Outras duas pesquisas realizadas no mesmo período foram analisadas ontem no Palácio do Planalto. Uma delas é do instituto MCI, de Recife, que tem contrato com a Secretaria de Comunicação da Presidência. Nos dois levantamentos analisados a aprovação do presidente já era inferior aos 70% que o Ibope havia registrado em março. Os analistas do Planalto reconhecem uma queda no desempenho do presidente, mas como fruto de sucessivos desgastes e não de maneira tão acentuada.
O fator de desgaste mais importante, na ótica do governo, foi o processo de privatização da Companhia Vale do Rio Doce, seguido pela marcha dos sem-terra a Brasília. Os dois episódios ocuparam o noticiário durante muito tempo. No caso da Vale, o governo enfrentou uma campanha da oposição no rádio, nos jornais e na tevê, sem dar resposta à altura. Já a marcha dos sem-terra começou a ganhar o noticiário pelo menos dez dias antes da manifestação na Praça dos Três Poderes.
Para os analistas oficiais, o anúncio do novo salário mínimo, que passou de R$ 112 para R$ 120, não teve o impacto negativo a ele atribuído pelo diretor do Ibope, Carlos Augusto Montenegro. Isso mostra como esse governo está fora da realidade, reagiu o presidente do PT, José Dirceu.

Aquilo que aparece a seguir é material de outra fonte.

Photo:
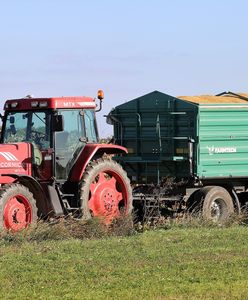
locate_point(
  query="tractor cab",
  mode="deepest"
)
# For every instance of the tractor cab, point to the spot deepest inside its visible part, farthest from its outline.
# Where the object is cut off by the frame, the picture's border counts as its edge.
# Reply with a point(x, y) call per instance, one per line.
point(57, 128)
point(51, 163)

O governo não tem a menor sensibilidade social e a pesquisa demonstra seu isolamento cada vez maior, principalmente em relação aos mais pobres, os que são obrigados a viver desse salário mínimo.
A previsão de nova queda de popularidade já influi no ânimo do presidente Fernando Henrique em relação ao Congresso. Ele julga que as constantes e intermináveis negociações políticas para aprovar as reformas são outro fator de desgaste, pois dão a impressão de que o governo não anda. Chega uma hora em que o melhor é votar e encerrar as discussões, disse o líder do PSDB na Câmara, deputado Aécio Neves (MG). Desgaste é um processo natural em qualquer governo, mas às vezes é melhor votar e perder do que ficar dando voltas.
Mesmo prevendo o pior, o governo não tem uma estratégia de curto prazo para enfrentar a maré ruim. Por enquanto, só nos resta aguentar a chuva e esperar que a tempestade passe, disse um interlocutor do presidente. O PSDB, no entanto, deve adotar uma atitude mais agressiva na defesa do governo.